Bhanu menahan napasnya, Banyu melihat Citra tentu saja Bhanu takut jika Banyu berpikiran yang tidak-tidak tentangnya dan juga Citra. Suasana menjadi tegang dan canggung. Banyu berdeham, matanya melirik Bhanu penuh selidik.


“Ini, mas lupa bawa!” Banyu menyerahkan paper bag berisikan kotak bekal Bhanu.


“Makasih, maaf mas repotin,” balas Bhanu mengukir senyum sedikit paksa.


“Yah, sama-sama, oh iya, mbaknya ini yang kemarin kan? Jadi mbak kenal sama ipar saya?” Banyu menatap wajah Citra yang kini kebingungan harus menjawab apa sedangkan Bhanu bergeming dan bertanya-tanya apa yang dibicarakan oleh Banyu.


“Bentar, maksud kamu apa?” todong Bhanu.


Banyu menggerakkan kepalanya lalu menoleh pada Bhanu lagi, “iya, kemarin sore datang ke rumah, terus pas Banyu tanya cari siapa eh malah kabur,”


“Kamu se-nekat itu, Citra? Stop, jangan ulangi lagi! Tolong pergi dari sini dan jangan temui aku lagi, ingat hubungan kita sudah selesai dan aku tidak akan melakukan apa yang kamu minta!”


“Tapi by—” Citra memegang lengan Bhanu tapi secepat kilat pria itu menepis tangannya.


“Tolong pergi!” usir Bhanu melemparkan tatapan penuh peringatan pada Citra.


Citra menyerah, ia menelan kepahitan yang ia terima.
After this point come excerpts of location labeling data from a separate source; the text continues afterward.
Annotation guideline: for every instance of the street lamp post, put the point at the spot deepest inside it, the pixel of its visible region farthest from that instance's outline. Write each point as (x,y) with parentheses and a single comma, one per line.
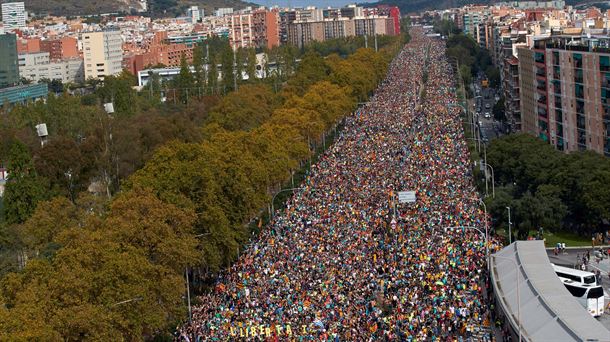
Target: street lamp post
(510,235)
(518,291)
(473,125)
(188,288)
(493,179)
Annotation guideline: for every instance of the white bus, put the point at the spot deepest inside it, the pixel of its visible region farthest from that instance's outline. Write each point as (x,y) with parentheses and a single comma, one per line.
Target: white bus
(583,286)
(575,276)
(590,297)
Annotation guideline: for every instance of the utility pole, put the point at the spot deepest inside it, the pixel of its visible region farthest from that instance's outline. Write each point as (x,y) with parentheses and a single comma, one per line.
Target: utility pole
(234,68)
(510,235)
(376,49)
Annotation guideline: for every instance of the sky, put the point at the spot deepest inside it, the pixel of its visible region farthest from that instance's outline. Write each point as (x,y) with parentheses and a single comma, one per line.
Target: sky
(304,3)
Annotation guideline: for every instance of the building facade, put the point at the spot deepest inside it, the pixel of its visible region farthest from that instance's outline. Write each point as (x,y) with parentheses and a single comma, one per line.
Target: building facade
(9,67)
(103,54)
(23,94)
(39,66)
(240,31)
(265,29)
(13,15)
(569,106)
(60,48)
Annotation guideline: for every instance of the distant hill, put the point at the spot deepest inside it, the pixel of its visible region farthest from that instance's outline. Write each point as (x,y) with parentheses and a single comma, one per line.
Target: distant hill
(410,6)
(158,7)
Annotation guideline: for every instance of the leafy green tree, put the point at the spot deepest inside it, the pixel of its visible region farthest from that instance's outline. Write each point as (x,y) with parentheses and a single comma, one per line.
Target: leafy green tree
(245,109)
(24,188)
(251,64)
(228,72)
(199,66)
(311,69)
(119,91)
(184,82)
(493,74)
(212,79)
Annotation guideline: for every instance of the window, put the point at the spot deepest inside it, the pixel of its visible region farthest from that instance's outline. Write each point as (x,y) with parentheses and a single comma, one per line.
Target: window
(590,280)
(595,292)
(578,60)
(604,63)
(576,291)
(579,90)
(578,76)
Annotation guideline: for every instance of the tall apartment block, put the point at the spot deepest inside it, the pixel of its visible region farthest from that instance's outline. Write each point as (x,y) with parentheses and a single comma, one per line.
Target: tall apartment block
(103,53)
(565,83)
(265,28)
(240,30)
(60,48)
(338,24)
(13,15)
(9,66)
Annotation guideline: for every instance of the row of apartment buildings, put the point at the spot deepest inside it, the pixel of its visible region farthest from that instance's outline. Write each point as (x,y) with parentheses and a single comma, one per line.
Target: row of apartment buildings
(554,63)
(134,43)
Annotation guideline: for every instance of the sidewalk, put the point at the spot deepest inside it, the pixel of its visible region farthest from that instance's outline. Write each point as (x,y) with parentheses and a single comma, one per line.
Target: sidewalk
(581,247)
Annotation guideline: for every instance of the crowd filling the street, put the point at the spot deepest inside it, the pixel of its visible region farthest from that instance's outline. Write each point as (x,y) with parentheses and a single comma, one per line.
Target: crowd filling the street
(344,260)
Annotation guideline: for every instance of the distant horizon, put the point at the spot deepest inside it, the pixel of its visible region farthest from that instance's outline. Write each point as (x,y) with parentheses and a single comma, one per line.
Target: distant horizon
(305,3)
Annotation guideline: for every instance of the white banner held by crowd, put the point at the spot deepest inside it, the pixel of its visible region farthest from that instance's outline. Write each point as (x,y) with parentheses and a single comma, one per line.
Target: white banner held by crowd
(406,196)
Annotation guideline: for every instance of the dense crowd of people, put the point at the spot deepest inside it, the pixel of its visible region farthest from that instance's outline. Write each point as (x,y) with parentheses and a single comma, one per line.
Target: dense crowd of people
(344,260)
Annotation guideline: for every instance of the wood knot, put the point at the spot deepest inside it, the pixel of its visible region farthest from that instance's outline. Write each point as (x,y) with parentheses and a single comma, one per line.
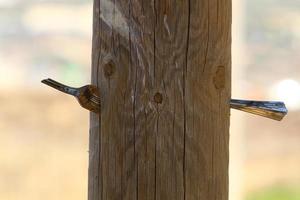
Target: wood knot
(219,78)
(109,69)
(158,98)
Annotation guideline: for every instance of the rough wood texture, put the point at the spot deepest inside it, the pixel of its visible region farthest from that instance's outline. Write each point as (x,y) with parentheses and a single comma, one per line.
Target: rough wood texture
(164,71)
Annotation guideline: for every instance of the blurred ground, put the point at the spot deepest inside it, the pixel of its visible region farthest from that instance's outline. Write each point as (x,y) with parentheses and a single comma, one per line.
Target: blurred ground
(44,146)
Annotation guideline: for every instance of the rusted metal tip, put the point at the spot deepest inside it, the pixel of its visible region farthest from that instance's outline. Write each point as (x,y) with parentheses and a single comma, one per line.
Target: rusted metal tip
(61,87)
(275,110)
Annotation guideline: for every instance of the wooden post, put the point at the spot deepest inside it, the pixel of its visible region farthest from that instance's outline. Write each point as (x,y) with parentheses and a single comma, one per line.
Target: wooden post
(163,68)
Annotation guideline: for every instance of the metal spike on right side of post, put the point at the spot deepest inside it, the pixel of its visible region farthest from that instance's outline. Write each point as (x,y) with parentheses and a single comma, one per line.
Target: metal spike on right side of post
(275,110)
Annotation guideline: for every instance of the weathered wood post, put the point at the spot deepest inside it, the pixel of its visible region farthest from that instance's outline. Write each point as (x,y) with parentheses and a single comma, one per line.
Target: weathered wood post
(163,68)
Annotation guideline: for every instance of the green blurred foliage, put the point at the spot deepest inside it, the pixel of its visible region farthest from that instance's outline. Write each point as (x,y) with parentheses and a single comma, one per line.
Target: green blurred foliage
(276,193)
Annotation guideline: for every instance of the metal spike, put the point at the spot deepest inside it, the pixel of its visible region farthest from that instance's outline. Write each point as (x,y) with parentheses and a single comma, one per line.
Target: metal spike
(270,109)
(61,87)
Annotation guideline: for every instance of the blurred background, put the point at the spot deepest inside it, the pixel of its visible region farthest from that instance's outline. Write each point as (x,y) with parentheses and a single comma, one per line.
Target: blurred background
(44,134)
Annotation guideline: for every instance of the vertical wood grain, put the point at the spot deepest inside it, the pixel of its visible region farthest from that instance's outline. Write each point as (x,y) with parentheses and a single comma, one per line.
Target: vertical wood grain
(163,68)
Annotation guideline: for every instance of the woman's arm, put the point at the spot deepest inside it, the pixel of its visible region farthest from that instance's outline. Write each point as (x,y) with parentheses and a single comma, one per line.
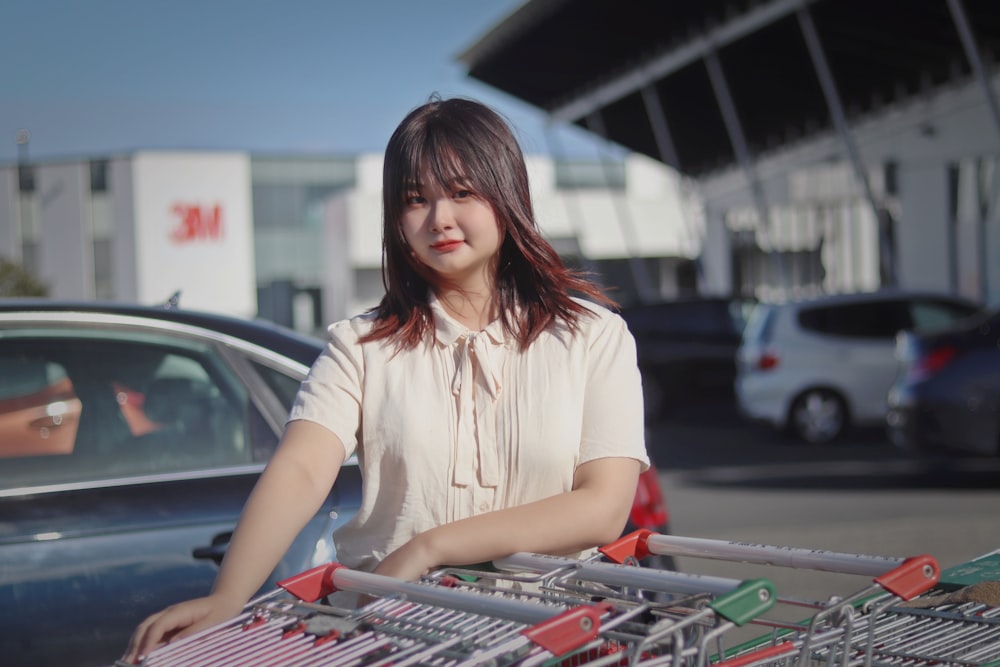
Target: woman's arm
(592,514)
(289,492)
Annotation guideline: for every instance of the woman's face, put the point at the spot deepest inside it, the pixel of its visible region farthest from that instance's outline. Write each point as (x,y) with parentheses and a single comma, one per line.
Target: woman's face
(454,232)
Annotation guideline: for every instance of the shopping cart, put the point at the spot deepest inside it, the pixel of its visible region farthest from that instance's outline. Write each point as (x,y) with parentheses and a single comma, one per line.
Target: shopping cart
(544,610)
(565,617)
(872,626)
Wanita hamil itu memutar tubuhnya berjalan menjauh dari Bhanu dan juga Banyu.


Bhanu memijat keningnya terasa pening, Banyu terdiam sesaat memandang lekat punggung Citra sampai tak terlihat lagi.


“Maaf dia siapanya mas?” Banyu bertanya pada Bhanu karena tidak tahan lagi ingin tahu siapa sosok Citra.

__ADS_1


Bhanu mengajak Banyu masuk ke ruangannya lalu menjelaskan siapa Citra dan apa yang wanita itu inginkan hingga menemuinya terus-menerus.